God and thunder, her own grandmother...
Worse and worse.
And it was, the worst news ever given a member of Cumann Na Mbann. The whole future of humanity at stake, if they were right, and she the only operative—former operative, she insisted forcefully—with the credentials to get inside, to trace the Orange mole, identify and stop him.

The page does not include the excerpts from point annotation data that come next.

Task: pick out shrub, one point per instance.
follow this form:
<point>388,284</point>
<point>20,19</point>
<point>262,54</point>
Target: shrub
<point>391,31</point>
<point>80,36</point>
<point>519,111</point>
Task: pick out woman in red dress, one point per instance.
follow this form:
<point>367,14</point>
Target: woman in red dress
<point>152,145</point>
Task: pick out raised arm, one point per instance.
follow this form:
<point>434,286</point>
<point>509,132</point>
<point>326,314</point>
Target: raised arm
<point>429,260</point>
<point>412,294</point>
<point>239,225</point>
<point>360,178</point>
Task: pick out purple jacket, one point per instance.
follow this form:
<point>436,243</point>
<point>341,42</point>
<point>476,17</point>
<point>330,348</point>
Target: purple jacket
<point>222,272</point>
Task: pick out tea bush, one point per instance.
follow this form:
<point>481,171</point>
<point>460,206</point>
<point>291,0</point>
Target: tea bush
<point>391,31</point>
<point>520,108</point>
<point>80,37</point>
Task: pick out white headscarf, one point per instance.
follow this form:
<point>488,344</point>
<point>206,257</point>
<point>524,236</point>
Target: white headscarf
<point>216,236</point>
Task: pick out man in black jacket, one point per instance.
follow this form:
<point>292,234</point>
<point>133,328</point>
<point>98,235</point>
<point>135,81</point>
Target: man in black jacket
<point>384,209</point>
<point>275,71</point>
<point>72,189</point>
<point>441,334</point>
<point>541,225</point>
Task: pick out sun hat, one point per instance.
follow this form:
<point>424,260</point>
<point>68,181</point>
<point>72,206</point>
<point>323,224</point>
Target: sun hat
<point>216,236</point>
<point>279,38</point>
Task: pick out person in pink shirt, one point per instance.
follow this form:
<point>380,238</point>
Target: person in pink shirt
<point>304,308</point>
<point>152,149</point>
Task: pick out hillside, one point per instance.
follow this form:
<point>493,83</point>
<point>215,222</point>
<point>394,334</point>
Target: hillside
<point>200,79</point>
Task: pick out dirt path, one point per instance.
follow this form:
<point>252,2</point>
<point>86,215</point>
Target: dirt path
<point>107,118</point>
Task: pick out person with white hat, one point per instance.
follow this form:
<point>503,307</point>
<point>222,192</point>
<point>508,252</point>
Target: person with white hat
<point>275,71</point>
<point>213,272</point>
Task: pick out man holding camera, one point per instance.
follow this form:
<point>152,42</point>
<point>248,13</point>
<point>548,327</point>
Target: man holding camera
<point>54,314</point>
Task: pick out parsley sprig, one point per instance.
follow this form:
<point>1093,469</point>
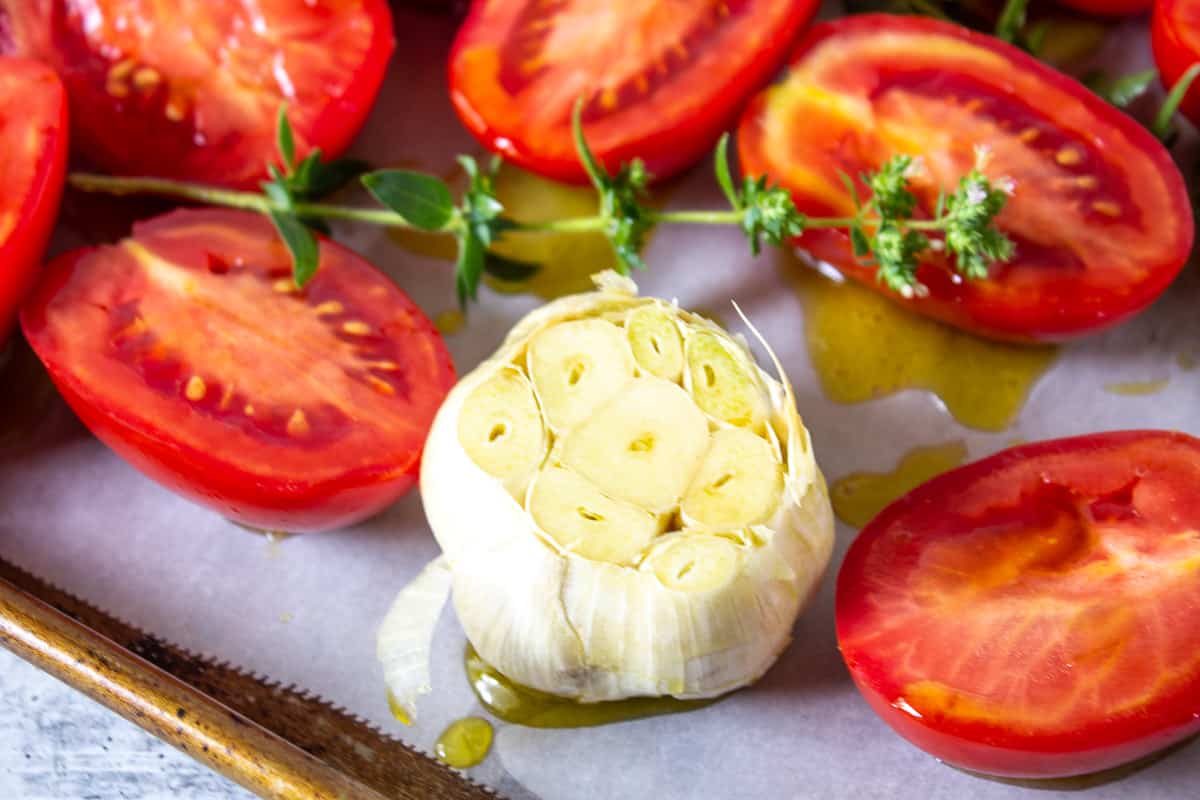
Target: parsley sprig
<point>887,229</point>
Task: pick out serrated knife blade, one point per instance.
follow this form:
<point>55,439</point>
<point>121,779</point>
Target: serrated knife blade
<point>279,741</point>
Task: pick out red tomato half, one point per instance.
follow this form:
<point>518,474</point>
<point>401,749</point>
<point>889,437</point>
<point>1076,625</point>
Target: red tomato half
<point>190,89</point>
<point>1101,215</point>
<point>1175,36</point>
<point>187,350</point>
<point>1109,7</point>
<point>1035,614</point>
<point>660,79</point>
<point>33,160</point>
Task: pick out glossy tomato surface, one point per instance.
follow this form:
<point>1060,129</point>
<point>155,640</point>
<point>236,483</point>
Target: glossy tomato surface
<point>187,349</point>
<point>660,79</point>
<point>1099,215</point>
<point>1109,7</point>
<point>1035,614</point>
<point>190,89</point>
<point>1175,36</point>
<point>33,160</point>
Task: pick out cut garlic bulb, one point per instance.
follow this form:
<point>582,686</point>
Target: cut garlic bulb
<point>647,521</point>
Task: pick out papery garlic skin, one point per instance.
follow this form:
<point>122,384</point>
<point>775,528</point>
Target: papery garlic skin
<point>693,614</point>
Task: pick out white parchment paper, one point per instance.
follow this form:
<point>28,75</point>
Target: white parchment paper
<point>305,609</point>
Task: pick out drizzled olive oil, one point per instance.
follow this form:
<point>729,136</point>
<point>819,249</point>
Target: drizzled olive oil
<point>465,743</point>
<point>858,497</point>
<point>864,347</point>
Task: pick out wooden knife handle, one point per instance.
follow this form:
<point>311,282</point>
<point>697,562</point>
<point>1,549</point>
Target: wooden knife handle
<point>169,709</point>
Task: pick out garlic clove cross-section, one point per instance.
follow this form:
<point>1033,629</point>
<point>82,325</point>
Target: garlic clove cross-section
<point>627,503</point>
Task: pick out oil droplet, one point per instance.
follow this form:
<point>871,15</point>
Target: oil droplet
<point>858,497</point>
<point>1079,782</point>
<point>519,704</point>
<point>22,410</point>
<point>449,322</point>
<point>567,260</point>
<point>864,347</point>
<point>1137,388</point>
<point>465,743</point>
<point>397,710</point>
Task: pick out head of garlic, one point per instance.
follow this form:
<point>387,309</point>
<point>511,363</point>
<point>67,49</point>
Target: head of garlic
<point>627,504</point>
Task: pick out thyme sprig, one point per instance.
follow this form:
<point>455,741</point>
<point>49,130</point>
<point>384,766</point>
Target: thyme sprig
<point>885,229</point>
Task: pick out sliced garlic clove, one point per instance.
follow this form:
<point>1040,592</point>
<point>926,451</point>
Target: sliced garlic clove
<point>643,446</point>
<point>576,366</point>
<point>581,519</point>
<point>723,382</point>
<point>655,341</point>
<point>694,563</point>
<point>406,638</point>
<point>739,483</point>
<point>501,428</point>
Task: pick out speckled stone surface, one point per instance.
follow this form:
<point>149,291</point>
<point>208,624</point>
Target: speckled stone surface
<point>55,744</point>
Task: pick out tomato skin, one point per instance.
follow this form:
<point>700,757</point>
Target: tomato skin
<point>201,119</point>
<point>1175,38</point>
<point>293,486</point>
<point>895,560</point>
<point>1109,7</point>
<point>1068,277</point>
<point>37,91</point>
<point>669,139</point>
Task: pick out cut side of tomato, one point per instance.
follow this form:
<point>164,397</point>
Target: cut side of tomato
<point>660,79</point>
<point>1099,214</point>
<point>1175,36</point>
<point>189,350</point>
<point>33,162</point>
<point>190,89</point>
<point>1033,614</point>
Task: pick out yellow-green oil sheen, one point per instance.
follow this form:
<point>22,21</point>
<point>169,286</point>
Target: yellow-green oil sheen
<point>858,497</point>
<point>863,347</point>
<point>519,704</point>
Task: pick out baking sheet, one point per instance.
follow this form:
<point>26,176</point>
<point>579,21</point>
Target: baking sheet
<point>305,609</point>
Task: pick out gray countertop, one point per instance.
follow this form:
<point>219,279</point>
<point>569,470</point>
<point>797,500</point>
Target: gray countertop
<point>55,744</point>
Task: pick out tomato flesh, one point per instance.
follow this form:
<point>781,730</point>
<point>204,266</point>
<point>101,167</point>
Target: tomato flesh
<point>1175,36</point>
<point>1109,7</point>
<point>187,349</point>
<point>1033,614</point>
<point>33,162</point>
<point>1101,216</point>
<point>190,89</point>
<point>660,79</point>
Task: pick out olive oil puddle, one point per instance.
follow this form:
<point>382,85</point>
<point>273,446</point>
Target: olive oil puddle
<point>565,262</point>
<point>28,392</point>
<point>517,704</point>
<point>858,497</point>
<point>865,347</point>
<point>1137,388</point>
<point>465,743</point>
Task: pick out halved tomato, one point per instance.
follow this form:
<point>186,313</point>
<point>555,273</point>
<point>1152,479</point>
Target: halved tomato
<point>187,349</point>
<point>1175,36</point>
<point>1109,7</point>
<point>660,79</point>
<point>1033,614</point>
<point>1101,216</point>
<point>190,89</point>
<point>33,160</point>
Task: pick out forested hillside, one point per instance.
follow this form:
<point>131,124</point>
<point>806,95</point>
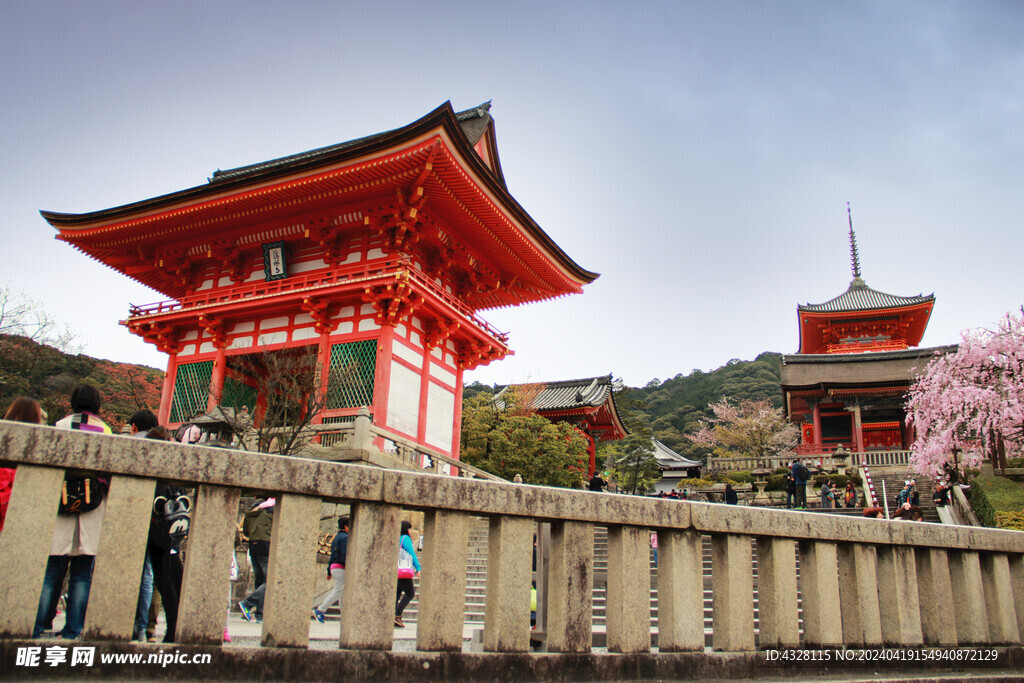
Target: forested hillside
<point>43,373</point>
<point>675,406</point>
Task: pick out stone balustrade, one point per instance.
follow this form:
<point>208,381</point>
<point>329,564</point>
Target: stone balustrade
<point>863,583</point>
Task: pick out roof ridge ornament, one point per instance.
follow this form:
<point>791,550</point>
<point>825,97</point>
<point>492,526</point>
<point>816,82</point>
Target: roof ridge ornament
<point>854,257</point>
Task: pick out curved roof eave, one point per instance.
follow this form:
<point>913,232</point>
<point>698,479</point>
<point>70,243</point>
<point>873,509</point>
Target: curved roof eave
<point>443,116</point>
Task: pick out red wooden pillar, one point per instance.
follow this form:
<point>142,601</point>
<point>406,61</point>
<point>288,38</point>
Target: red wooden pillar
<point>592,452</point>
<point>382,384</point>
<point>817,424</point>
<point>217,379</point>
<point>457,427</point>
<point>167,393</point>
<point>421,427</point>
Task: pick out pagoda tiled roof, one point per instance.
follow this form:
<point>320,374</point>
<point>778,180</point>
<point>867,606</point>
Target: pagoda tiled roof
<point>473,123</point>
<point>861,297</point>
<point>670,460</point>
<point>564,394</point>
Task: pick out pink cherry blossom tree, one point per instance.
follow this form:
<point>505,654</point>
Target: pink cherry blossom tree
<point>970,401</point>
<point>748,428</point>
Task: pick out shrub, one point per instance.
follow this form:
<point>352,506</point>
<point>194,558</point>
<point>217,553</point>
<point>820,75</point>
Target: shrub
<point>992,495</point>
<point>738,477</point>
<point>1014,520</point>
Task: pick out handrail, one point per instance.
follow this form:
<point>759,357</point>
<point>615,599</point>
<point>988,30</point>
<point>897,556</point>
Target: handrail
<point>310,282</point>
<point>879,556</point>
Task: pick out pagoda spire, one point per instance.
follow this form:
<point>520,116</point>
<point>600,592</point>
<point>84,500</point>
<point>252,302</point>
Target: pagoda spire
<point>854,258</point>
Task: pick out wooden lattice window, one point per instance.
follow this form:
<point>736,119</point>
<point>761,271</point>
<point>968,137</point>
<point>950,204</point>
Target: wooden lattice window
<point>350,382</point>
<point>192,389</point>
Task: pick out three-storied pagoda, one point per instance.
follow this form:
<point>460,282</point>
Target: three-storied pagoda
<point>847,384</point>
<point>377,252</point>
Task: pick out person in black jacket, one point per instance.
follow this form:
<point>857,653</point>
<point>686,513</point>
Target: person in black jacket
<point>336,569</point>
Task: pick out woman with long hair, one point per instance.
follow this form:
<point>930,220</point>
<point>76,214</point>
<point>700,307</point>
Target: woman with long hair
<point>409,565</point>
<point>22,409</point>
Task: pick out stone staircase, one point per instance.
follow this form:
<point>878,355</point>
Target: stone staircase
<point>894,482</point>
<point>476,583</point>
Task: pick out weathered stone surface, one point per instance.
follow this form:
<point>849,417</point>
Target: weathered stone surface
<point>1016,563</point>
<point>442,583</point>
<point>778,624</point>
<point>1003,629</point>
<point>968,598</point>
<point>819,589</point>
<point>506,610</point>
<point>371,578</point>
<point>934,587</point>
<point>120,558</point>
<point>25,546</point>
<point>680,592</point>
<point>898,602</point>
<point>202,609</point>
<point>170,461</point>
<point>732,592</point>
<point>290,580</point>
<point>540,503</point>
<point>570,609</point>
<point>858,595</point>
<point>628,600</point>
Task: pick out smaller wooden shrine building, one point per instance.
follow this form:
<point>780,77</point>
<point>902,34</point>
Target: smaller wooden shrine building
<point>375,255</point>
<point>587,403</point>
<point>858,356</point>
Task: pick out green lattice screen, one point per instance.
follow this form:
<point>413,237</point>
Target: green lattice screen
<point>350,383</point>
<point>330,439</point>
<point>236,394</point>
<point>192,389</point>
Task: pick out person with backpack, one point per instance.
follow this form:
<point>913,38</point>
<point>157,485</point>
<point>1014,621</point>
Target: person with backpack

"Brenna," her grandmother had leaned close, holding her and rocking her slightly, "I know, child, why you left us and I respected that, you know I did. But we need you, child, and it isn't just Cumann Na Mbann or the Provos trying to stop it. The leadership of the Orangemen came to us, to the Provos, I mean, to say one of their own had gone off the deep end and disappeared, vowing to destroy Britain."
She stared at her grandmother, eyes wide.
"Aye, love, it's that serious. He doesn't want the elections to go forward, knows the Catholics have a majority this time around, and he's vowed to unleash genocide, not only against the Irish Catholics, but the British, as well, for betrayal. The Orangemen are frightened, love, and they can't find him."
"But you did?" Her voice came out whispery, little-girl frightened.
"We did. And, child, if there's truth in the rumors about the laboratory he's joined, he can destroy all of us, and I mean everybody on this bloody planet, billions of innocent lives."
She'd sat in her grandmother's arms for a long time, shaking, listening as her grandmother explained everything they'd learned, why they couldn't just hit the bastard with a standard IRA hit team. No publicity, not even the breath of publicity, nothing that would look even remotely like anything but pure accident—and before they could do even that much, they had to know. Was the threat real? Was the research viable? And if so, how far away was the team from success? And literally the only person in all of Ireland who could infiltrate that team as the Orangeman had done was Brenna McEgan.
"They'll pull strings, child, our own people and the Orangemen, both. They're afraid of him, Brenna, terrified of the man they've created and now must stop. They can't do it on their own. They've no one with the credentials to get close to him. And even if they did, he'd recognize them in a flash, drop them off a cliff somewhere. Together we'll get you inside that lab, Brenna. From there, it's you and no one else must discover the truth and stop him."
It was, ironically, the first time in the Catholic-Protestant history of the island that the Orangemen had voluntarily worked with the IRA Provisionals. All it had taken was the realization that they'd unleashed a creature so deadly, he would risk destroying the entire world—including the Orangemen who'd turned him into a weapon—to take his vengeance against Catholics and the British who'd "betrayed" him.
Cedric Banning—not his real name, but the name of his carefully constructed cover persona—was ruthless, brilliant, and utterly mad. To refuse the mission was unthinkable. He had to be stopped. So she'd come to Scotland, with no idea how many strings had been plucked to get her there, and she'd identified Banning, and she'd assessed the threat level—utterly deadly—and now she had an SAS captain on the job, who knew none of this, whose every glance tonight had shouted plain as daylight that she topped his suspect list.
How could she not? She was Irish, wasn't she? Reason enough for any self-respecting Brit to hate and distrust her, given the circumstances. By the end of Mylonas' hideous little lecture, every colleague at the table had been shooting her furtive, unhappy little glances. The IRA, those looks said, the IRA's threatening us and ours, and you're by-God Irish. It would have done no good to stand up and say, "You're absolutely right, mates, I'm IRA to my bones, and I'm the only thing standing between you and a disaster so enormous, you can't even comprehend it."